CS118(2) homework #2

Monad-based parsing

Here is a recursive-descent parser for part of the language X. Besides standard library functions, it imports parsing primitives and combinators from Parser.hs. An easy way to get Parser.hs into scope for importing is to copy it to your working directory.

The parser closely follows the grammar given in in ~/mckeeman/xcom/fe/cfg/X.cfg, with the exception that it does not allow silly assignments with empty left-hand sides.

The parser, X.hs

-- Parser for McKeeman's X, above the level of expression

import Parser
import Data.Char	-- for isAlpha, etc
import System(getArgs)

-- ------------------- TOKENS ------------------------

letter = char isAlpha

white, identifier, integer :: Parser String

white = some (char (`elem` " \t\n")) `orelse` nil

identifier = do
		c <- letter
		cs <- some (char isAlphaNum) `orelse` nil
		return (c:cs)

integer = some (char isDigit)

keyword s = do
		white
		string s
		white

eof :: Parser ()
eof = do	
		b<-isPresent next
		if b then zero else return ()

-- ------------- SYNTACTIC CATEGORIES ----------------------

data Cat = Prog [Cat]
	 | If [Cat]
	 | Do [Cat]
	 | Cond Expr [Cat]
	 | Assign [Var] [Expr]
	 | Call [Var] Name [Expr]
	 | Bad
	   deriving Show

data Expr = Expr Name deriving Show
type Var = Name
type Name = String

program :: Parser Cat
program = do
		white
		xs<-stmts
		eof
		return (Prog xs)
	  `orelse` return Bad

stmts = seplist stmt (keyword ";")

stmt = selection `orelse` iteration `orelse` assignment

selection = do
		keyword "if"
		as<-alts
		keyword "fi"
		return (If as)

iteration = do
		keyword "do"
		as<-alts
		keyword "od"
		return (Do as)

alts = seplist alt (keyword "::")

alt = do
		g<-expr
		keyword "?"
		xs<-stmts
		return (Cond g xs)

expr = do
		i<-identifier
		return (Expr i)

exprs = seplist expr (keyword ",")

vars = do
		vs<-seplist identifier (keyword ",")
		return vs

assignment = (do
		vs<-vars
		keyword ":="
		p<-identifier
		keyword ":="
               	es<-(exprs `orelse` nil)
		return (Call vs p es))
     `orelse`(do
		vs<-vars
		keyword ":="
		es<-exprs
		return (Assign vs es))

-- --------------- INTERACTIVE TESTING -----------------------

{- Read programs, one per line, and print their parses.
   Interrupt to terminate. 

   Hugs usage (assuming this code is in Xparse.hs
  	hugs Xparse.hs
  	tests
  	
   GHC usage--warning: ghci does raw IO by default
  	ghci Xparse.hs
  	tests
  	
-}

tests = do 
		s<-getLine
		print [fst x| x<-apply program s]
		tests ::IO ()

-- --------------- STANDALONE PARSER -------------------------

-- Hugs usage, to parse an X program named p.x
--	runhugs Xparse.hs p.x
-- GHC usage
--	ghc --make Xparse.hs
--      ./a.out p.x

main = do
	[f]<-getArgs
	src<-readFile f
	print[fst x| x<-apply program src]

Exercises

  1. What happens if you reverse the order of the two do's in assignment?
  2. Augment the parser and the list of syntactic categories to parse expressions as defined in X.cfg. Test the result.
  3. Make a monadic pretty printer that converts a parse tree rooted at Prog into a sequence of lines. No line should contain more than one stmt, and nested stmts should be appropriately indented.

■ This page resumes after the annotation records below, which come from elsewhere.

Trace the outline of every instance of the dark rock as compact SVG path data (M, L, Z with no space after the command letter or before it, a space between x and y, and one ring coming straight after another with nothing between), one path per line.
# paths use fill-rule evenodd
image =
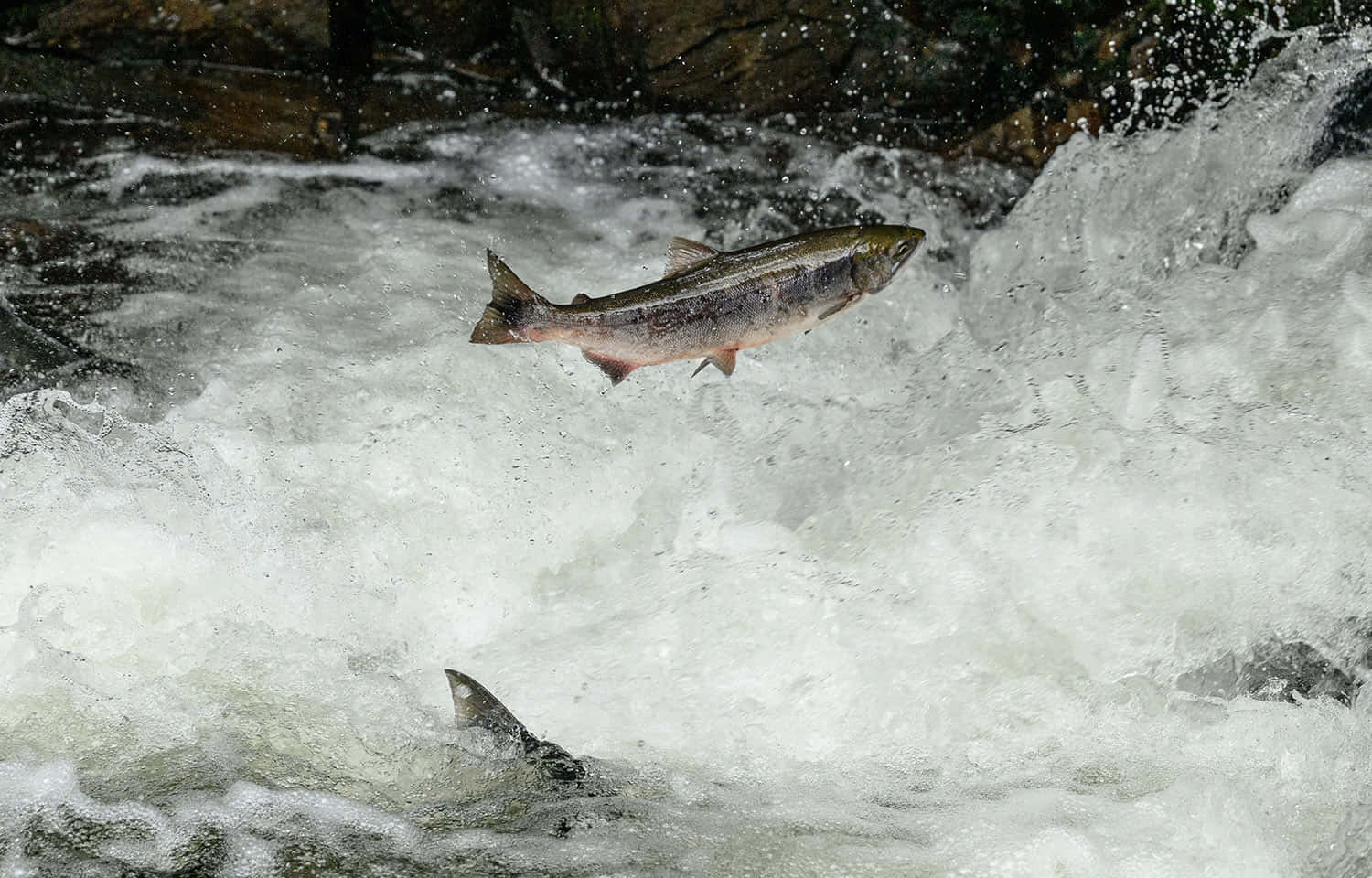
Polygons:
M198 60L274 67L328 49L324 0L73 0L44 15L30 45L99 60Z
M1320 650L1303 641L1264 641L1246 656L1227 653L1183 674L1177 689L1211 698L1258 701L1334 698L1353 704L1372 661L1372 626L1356 624L1343 649Z

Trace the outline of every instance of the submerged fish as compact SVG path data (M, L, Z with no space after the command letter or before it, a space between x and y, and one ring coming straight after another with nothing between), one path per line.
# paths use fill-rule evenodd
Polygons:
M906 225L849 225L746 250L718 251L674 237L665 276L652 284L553 305L490 250L491 303L476 344L563 342L619 384L639 366L704 357L734 373L734 355L807 332L890 283L923 240Z

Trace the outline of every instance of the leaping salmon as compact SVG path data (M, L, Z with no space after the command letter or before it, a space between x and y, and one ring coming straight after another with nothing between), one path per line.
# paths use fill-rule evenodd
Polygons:
M472 342L563 342L612 384L696 357L691 375L709 364L733 375L740 350L807 332L884 288L923 237L907 225L849 225L733 251L674 237L661 280L569 305L538 295L487 250L491 303Z

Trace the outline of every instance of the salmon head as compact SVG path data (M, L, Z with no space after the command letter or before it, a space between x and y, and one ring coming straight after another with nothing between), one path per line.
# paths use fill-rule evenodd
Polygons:
M912 225L858 226L852 268L853 292L867 295L889 284L922 240L925 240L923 229Z

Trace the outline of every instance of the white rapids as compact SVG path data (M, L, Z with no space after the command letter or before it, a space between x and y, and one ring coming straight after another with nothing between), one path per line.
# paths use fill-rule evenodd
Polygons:
M0 407L0 875L1365 874L1372 701L1179 678L1368 648L1368 52L991 230L1008 171L701 119L102 156L103 233L236 255L103 318L141 390ZM466 343L488 246L564 302L864 217L925 250L733 379ZM473 760L445 667L609 792Z

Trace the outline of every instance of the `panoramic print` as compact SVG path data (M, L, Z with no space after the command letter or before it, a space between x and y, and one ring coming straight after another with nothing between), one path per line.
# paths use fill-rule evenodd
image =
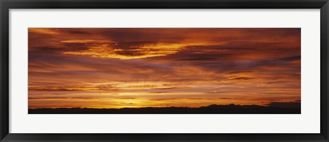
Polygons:
M29 114L300 114L300 28L29 28Z

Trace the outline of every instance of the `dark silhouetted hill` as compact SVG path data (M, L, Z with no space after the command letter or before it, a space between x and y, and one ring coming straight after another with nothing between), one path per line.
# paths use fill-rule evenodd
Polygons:
M145 107L123 109L58 108L29 109L29 114L300 114L300 107L217 105L199 108Z

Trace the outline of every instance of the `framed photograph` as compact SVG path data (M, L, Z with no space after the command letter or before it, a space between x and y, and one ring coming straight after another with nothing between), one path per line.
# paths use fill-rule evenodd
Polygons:
M328 0L0 3L1 141L329 141Z

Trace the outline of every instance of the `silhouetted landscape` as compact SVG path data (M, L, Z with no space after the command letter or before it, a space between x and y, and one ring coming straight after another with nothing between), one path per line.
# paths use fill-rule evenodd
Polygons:
M259 105L217 105L199 108L144 107L123 109L58 108L29 109L29 114L300 114L300 105L293 107Z

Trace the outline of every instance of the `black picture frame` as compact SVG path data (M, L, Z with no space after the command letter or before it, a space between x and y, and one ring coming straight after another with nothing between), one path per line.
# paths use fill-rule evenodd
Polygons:
M1 141L329 141L328 0L0 0ZM17 134L9 133L10 9L320 9L319 134ZM65 128L63 128L64 129Z

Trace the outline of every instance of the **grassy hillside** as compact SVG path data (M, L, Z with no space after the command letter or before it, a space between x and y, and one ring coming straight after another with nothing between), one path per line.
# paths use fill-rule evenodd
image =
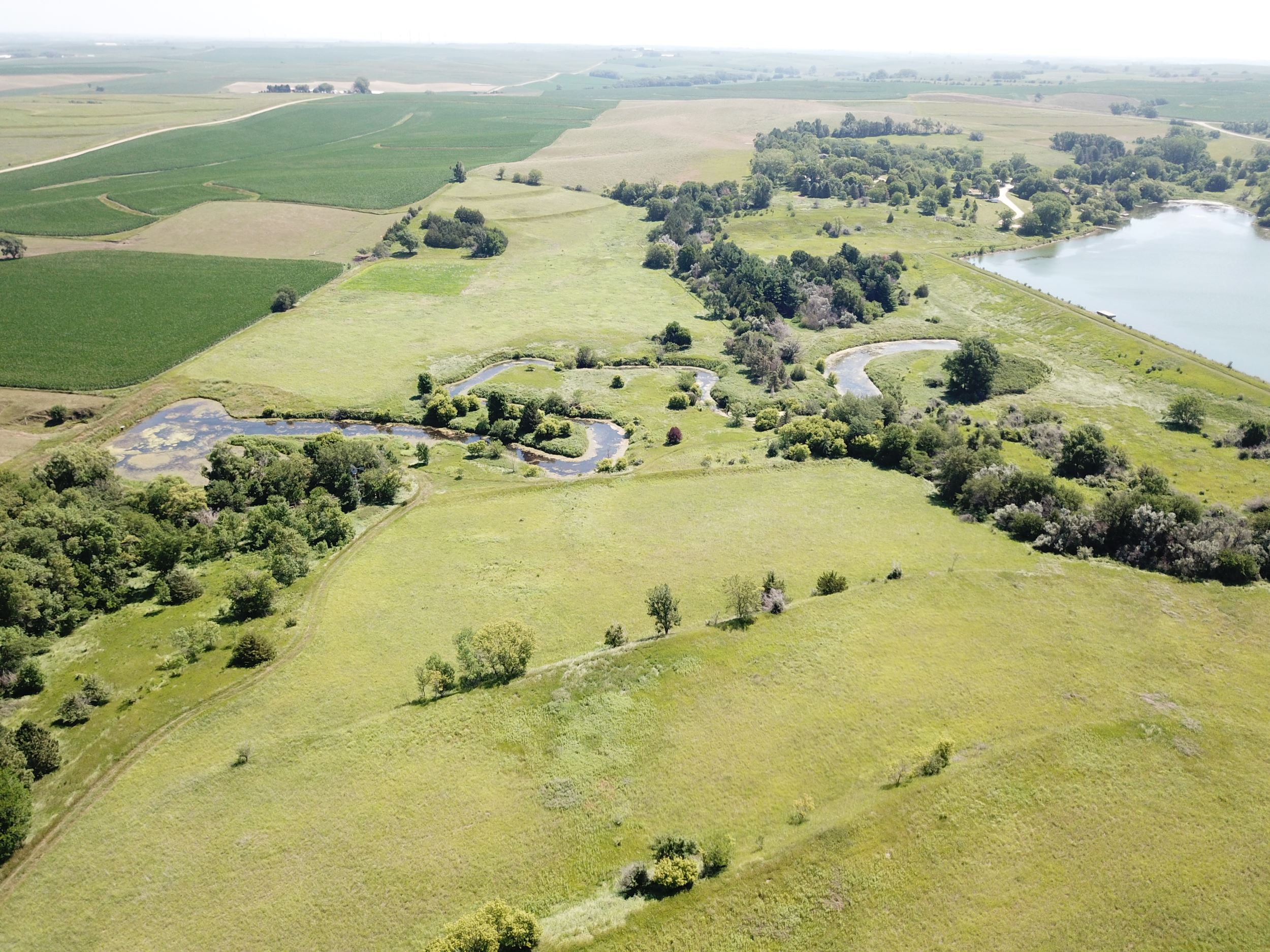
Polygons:
M1264 877L1243 872L1264 861L1247 835L1266 820L1247 699L1264 590L1036 556L857 463L471 485L438 482L334 576L300 656L67 830L6 900L5 944L302 930L395 949L494 895L556 913L549 937L629 915L617 948L893 947L931 928L964 948L1168 948L1265 928ZM894 559L904 578L874 581ZM798 604L701 627L723 575L768 566ZM831 566L848 592L806 598ZM535 660L564 659L612 621L646 633L660 580L682 635L404 703L462 625L526 618ZM942 736L945 774L884 788ZM245 740L251 763L230 767ZM791 825L800 797L818 806ZM645 908L596 899L653 835L710 829L737 838L735 872Z
M0 268L0 385L99 390L152 377L339 274L330 261L79 251Z
M248 197L232 189L284 202L394 208L434 192L456 161L475 168L523 159L596 114L591 105L523 98L320 99L9 173L0 176L0 228L114 234L146 223L138 212L171 215Z
M405 409L419 371L457 378L513 348L573 353L588 344L638 353L667 321L696 314L697 301L665 273L640 267L646 226L636 209L476 176L447 187L428 207L447 213L458 204L505 228L505 254L472 261L422 248L410 260L359 272L183 372L229 381L248 399L251 386L288 391L297 407ZM455 289L462 293L446 293ZM693 333L718 350L726 329L700 324ZM278 353L287 359L279 363Z

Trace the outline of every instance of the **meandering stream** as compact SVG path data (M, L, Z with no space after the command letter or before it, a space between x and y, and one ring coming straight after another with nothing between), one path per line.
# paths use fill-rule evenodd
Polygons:
M540 466L552 476L584 476L594 472L601 459L613 459L626 451L626 434L620 426L603 420L579 423L587 430L588 446L583 456L573 459L513 447L516 458ZM345 437L405 437L411 442L422 440L428 444L441 440L472 443L480 439L471 434L458 435L451 430L400 423L373 426L368 423L339 424L330 420L240 419L231 416L215 400L194 399L171 404L147 416L110 440L107 449L117 457L114 468L121 476L149 480L170 473L203 482L202 466L212 447L222 439L237 435L316 437L333 432Z
M865 364L879 357L904 354L911 350L956 350L958 340L886 340L878 344L861 344L838 350L824 358L824 373L838 374L838 392L856 396L878 396L881 391L869 380Z

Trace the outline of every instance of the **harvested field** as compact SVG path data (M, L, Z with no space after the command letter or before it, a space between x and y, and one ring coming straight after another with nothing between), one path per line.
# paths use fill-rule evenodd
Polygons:
M907 116L897 104L885 113L870 103L857 116ZM631 100L602 113L591 126L568 129L527 160L549 182L589 189L620 179L718 182L749 173L754 135L798 119L842 121L851 108L806 99Z
M135 251L348 261L396 216L287 202L207 202L119 242Z

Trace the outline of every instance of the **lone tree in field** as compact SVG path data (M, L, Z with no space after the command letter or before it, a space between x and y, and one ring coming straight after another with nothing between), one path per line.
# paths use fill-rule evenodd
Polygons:
M1198 430L1204 425L1204 401L1194 393L1182 393L1165 410L1165 420L1187 430Z
M1107 468L1109 462L1111 448L1102 429L1097 424L1085 423L1063 438L1054 472L1078 480L1082 476L1097 476Z
M269 305L269 310L274 314L290 311L296 306L296 301L298 300L300 294L296 293L296 289L288 284L283 284L278 288L278 293L273 296L273 303Z
M739 575L724 579L723 594L728 600L728 609L732 612L733 618L742 627L754 621L754 616L763 603L763 595L758 589L758 584L752 579L743 579Z
M48 727L23 721L14 731L13 741L27 758L27 767L37 781L62 765L62 746Z
M0 767L0 863L11 857L30 829L30 787L18 770Z
M949 388L970 400L984 400L992 393L992 382L999 367L1001 353L987 338L968 338L944 358Z
M671 586L665 583L650 588L645 597L648 614L653 619L658 633L663 637L671 633L671 628L681 622L679 599L671 594Z

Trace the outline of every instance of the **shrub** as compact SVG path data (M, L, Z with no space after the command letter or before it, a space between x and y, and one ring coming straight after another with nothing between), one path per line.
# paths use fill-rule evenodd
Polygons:
M781 411L775 406L765 406L754 414L754 429L759 433L773 430L781 421Z
M437 654L428 655L427 660L414 669L414 679L419 684L419 697L424 701L453 691L457 683L455 666Z
M1247 420L1243 426L1243 437L1240 446L1245 448L1259 447L1270 440L1270 424L1265 420Z
M815 800L812 797L799 797L794 801L794 809L790 810L790 823L795 826L801 826L804 823L812 819L812 814L815 811Z
M105 707L110 703L110 696L114 689L110 688L100 675L90 674L84 679L83 687L80 687L80 694L88 701L93 707Z
M1092 423L1077 426L1063 438L1054 472L1059 476L1080 479L1096 476L1111 462L1111 451L1102 430Z
M465 628L455 636L464 682L505 684L525 674L537 644L533 630L514 618Z
M627 863L617 873L617 891L624 896L634 896L638 892L643 892L648 889L648 863L643 859Z
M9 693L14 697L27 697L28 694L38 694L44 689L44 671L39 666L39 663L33 658L28 658L18 668L18 675L13 680L13 687L9 688Z
M911 426L892 423L881 432L874 459L879 466L899 466L913 452L917 437Z
M646 261L646 259L645 259ZM671 344L678 348L692 347L692 334L678 321L671 321L665 325L665 330L662 331L662 343Z
M657 861L649 881L663 892L678 892L690 889L698 875L697 864L692 859L671 856Z
M1011 520L1008 529L1020 542L1035 542L1045 531L1045 517L1030 510L1020 510Z
M37 781L62 765L62 745L48 727L23 721L13 734L13 743Z
M507 234L493 226L481 228L480 237L472 246L472 258L498 258L507 250Z
M921 765L922 776L933 777L935 774L940 773L945 767L947 767L951 759L952 759L952 741L941 740L939 744L935 745L935 750L931 751L931 755L926 758L926 760L922 763Z
M279 585L291 585L309 574L309 560L292 552L274 550L269 557L269 575Z
M663 833L657 836L650 849L653 852L653 859L665 859L667 857L690 857L696 856L700 849L697 848L697 842L690 839L688 836L677 836L671 833Z
M183 605L203 594L202 583L194 572L183 565L173 566L163 576L163 581L168 589L168 598L165 599L168 604Z
M273 303L269 305L269 310L274 314L290 311L296 306L300 294L296 293L296 289L284 284L278 288L278 293L273 296Z
M30 790L17 770L0 769L0 863L11 857L30 830Z
M815 580L815 594L836 595L847 590L847 580L833 569L820 572Z
M62 724L84 724L93 713L93 706L84 697L83 692L76 691L74 694L67 694L62 698L62 703L57 706L57 720Z
M278 656L278 650L264 635L259 632L245 632L234 645L230 655L230 664L235 668L255 668L257 665L272 661Z
M1198 430L1203 426L1204 416L1204 401L1194 393L1182 393L1165 410L1165 420L1189 430Z
M278 583L268 572L239 569L225 588L234 618L263 618L273 612Z
M782 589L770 589L763 593L762 608L765 612L780 614L785 611L785 592Z
M1217 553L1215 575L1226 585L1251 585L1261 571L1256 556L1233 548Z
M716 833L701 844L701 866L706 876L718 876L732 864L737 840L730 833Z
M447 923L439 938L424 952L519 952L536 948L542 939L538 920L502 900Z
M185 661L193 664L201 654L216 647L218 636L220 632L211 622L197 622L188 628L177 628L168 640Z
M738 625L745 626L754 619L754 614L762 608L763 598L758 585L751 579L732 575L724 579L723 594L726 599L728 611L733 613Z
M674 264L674 251L664 241L654 241L644 251L644 267L645 268L669 268Z

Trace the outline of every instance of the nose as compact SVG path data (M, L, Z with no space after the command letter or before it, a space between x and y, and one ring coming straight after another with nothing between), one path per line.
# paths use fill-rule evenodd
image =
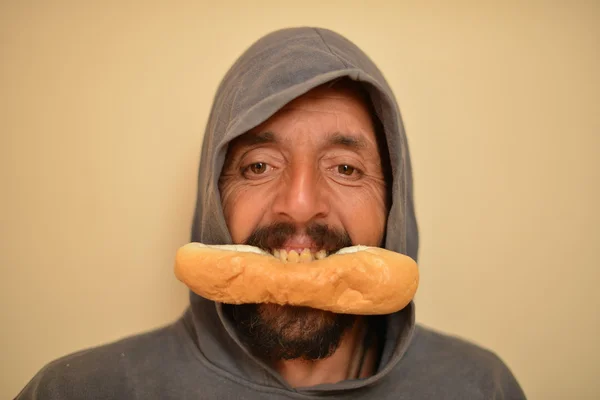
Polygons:
M314 163L290 166L279 185L272 211L297 225L323 219L329 213L326 188Z

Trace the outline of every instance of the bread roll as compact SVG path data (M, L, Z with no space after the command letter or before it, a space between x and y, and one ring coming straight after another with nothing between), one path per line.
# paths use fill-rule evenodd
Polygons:
M177 251L175 275L193 292L217 302L287 304L359 315L401 310L419 282L413 259L368 246L286 263L253 246L189 243Z

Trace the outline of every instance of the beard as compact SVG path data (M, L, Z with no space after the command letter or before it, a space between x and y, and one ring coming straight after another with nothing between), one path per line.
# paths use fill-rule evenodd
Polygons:
M270 251L281 248L295 233L294 225L277 223L257 229L245 244ZM305 233L329 253L352 246L348 233L327 225L311 224ZM329 357L356 320L350 314L268 303L224 305L224 311L252 352L271 362Z

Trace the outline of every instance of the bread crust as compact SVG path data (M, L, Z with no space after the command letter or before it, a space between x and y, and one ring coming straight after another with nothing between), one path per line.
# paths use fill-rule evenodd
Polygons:
M177 251L175 275L216 302L288 304L357 315L399 311L419 284L413 259L367 246L309 263L284 263L252 246L189 243Z

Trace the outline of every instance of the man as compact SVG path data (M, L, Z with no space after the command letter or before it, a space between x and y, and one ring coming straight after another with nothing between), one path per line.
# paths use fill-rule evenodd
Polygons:
M361 50L297 28L236 61L206 130L192 240L417 258L399 110ZM18 398L525 397L493 353L416 326L413 303L369 318L193 293L190 303L173 325L54 361Z

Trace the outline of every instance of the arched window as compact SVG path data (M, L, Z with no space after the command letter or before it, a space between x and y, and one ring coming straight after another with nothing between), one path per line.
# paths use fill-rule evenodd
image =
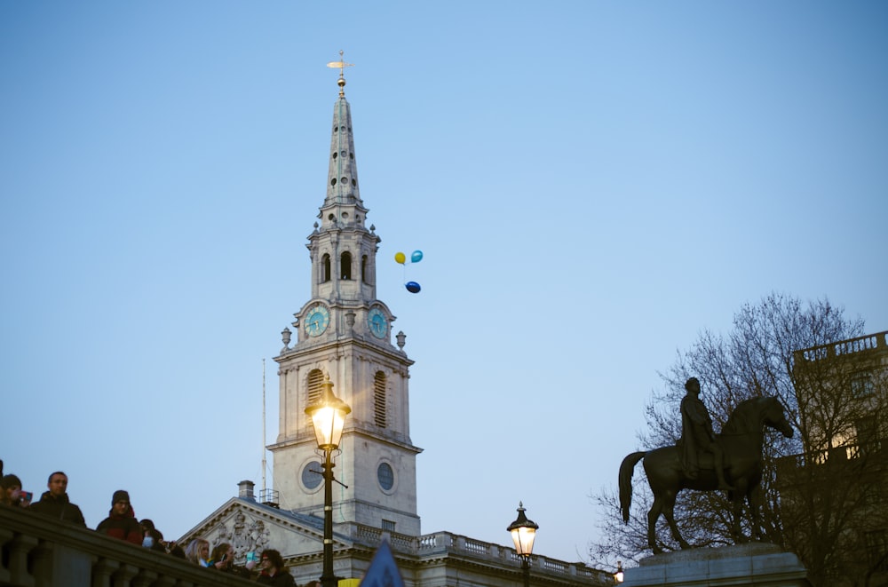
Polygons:
M321 258L321 264L323 265L321 271L323 274L321 275L321 282L326 283L330 281L330 256L324 253L323 258Z
M321 386L324 383L324 374L320 369L313 369L308 372L308 398L305 407L321 401L321 393L323 392ZM309 420L311 422L311 420Z
M385 374L377 371L373 377L373 421L377 426L385 428Z
M352 253L347 250L342 254L340 258L342 269L339 272L339 279L352 279Z

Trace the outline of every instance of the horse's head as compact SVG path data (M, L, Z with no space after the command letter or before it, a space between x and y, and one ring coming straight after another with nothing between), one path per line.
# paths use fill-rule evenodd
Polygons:
M787 438L792 438L792 426L786 419L786 410L783 409L783 404L773 397L762 398L762 400L764 401L762 420L765 424L780 432Z
M786 419L783 404L774 397L753 398L741 401L725 423L722 432L727 434L755 432L761 431L763 425L779 431L787 438L792 438L792 426Z

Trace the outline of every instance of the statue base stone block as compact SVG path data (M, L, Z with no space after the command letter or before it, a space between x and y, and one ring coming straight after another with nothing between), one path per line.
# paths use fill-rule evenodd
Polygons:
M655 554L625 571L623 587L807 587L798 557L766 543Z

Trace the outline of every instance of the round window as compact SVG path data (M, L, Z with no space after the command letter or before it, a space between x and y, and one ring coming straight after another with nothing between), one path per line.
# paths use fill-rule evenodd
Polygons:
M302 469L302 484L306 489L317 489L324 480L319 461L309 461Z
M385 491L390 491L394 487L394 472L388 463L382 463L377 469L377 479L379 480L379 487Z

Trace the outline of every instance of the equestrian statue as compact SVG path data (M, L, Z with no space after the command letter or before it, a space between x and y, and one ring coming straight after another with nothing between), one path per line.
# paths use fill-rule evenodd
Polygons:
M740 402L720 434L712 431L712 420L700 400L700 382L691 377L685 384L687 394L681 401L682 438L677 445L632 453L620 465L620 510L629 522L632 502L632 473L644 460L647 482L654 492L654 504L647 512L647 545L654 554L662 552L656 542L656 523L666 519L672 537L681 548L691 548L676 526L673 510L682 489L727 491L732 503L732 534L735 542L745 539L741 530L743 500L749 505L752 535L762 538L758 499L755 489L762 480L762 448L765 426L792 437L781 402L773 397L758 397Z

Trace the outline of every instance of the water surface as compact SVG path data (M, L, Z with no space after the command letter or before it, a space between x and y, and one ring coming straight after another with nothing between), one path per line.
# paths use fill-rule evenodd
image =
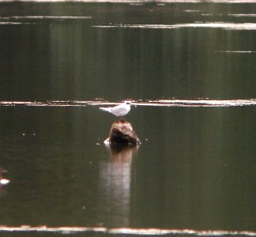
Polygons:
M0 3L0 234L255 235L256 5L194 2Z

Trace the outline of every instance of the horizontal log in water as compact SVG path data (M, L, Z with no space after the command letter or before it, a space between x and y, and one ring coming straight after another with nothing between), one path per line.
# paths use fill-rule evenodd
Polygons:
M256 232L247 231L223 231L223 230L190 230L190 229L160 229L160 228L107 228L99 227L31 227L23 225L20 227L0 226L1 232L51 232L51 233L102 233L102 234L129 234L141 235L245 235L256 236Z

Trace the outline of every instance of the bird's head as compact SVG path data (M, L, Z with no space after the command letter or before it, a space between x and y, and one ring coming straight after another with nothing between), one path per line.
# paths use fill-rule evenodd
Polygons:
M130 101L125 101L124 103L125 104L127 104L127 105L131 105L131 102Z

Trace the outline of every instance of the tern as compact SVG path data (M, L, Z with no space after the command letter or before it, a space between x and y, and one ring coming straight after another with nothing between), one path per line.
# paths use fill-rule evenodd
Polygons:
M115 116L120 117L126 115L129 113L130 111L130 101L125 101L124 103L115 107L100 107L100 110L107 111Z

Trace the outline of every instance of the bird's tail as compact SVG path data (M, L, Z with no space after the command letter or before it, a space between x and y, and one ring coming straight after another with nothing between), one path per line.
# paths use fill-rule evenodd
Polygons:
M104 111L107 111L107 112L109 112L110 111L110 108L109 107L100 107L100 110Z

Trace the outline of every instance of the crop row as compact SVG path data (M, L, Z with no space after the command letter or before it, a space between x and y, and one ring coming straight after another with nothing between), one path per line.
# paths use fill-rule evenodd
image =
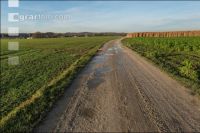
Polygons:
M200 94L200 37L139 37L123 43Z

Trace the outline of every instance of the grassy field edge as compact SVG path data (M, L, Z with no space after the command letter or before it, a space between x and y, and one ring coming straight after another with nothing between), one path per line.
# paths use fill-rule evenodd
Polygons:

    Don't worry about line-length limitations or minimizing the number of parentheses in expressions. The point is to exploit monads to avoid explicitly carrying state; one state variable (indentation) is enough for proof of concept.

    Note. To print a sequence rs with each element terminated by a newline, you may use

             mapM print rs
    
    Why mapM and not simply map? To find out, experiment; and consult the standard prelude, Prelude.hs.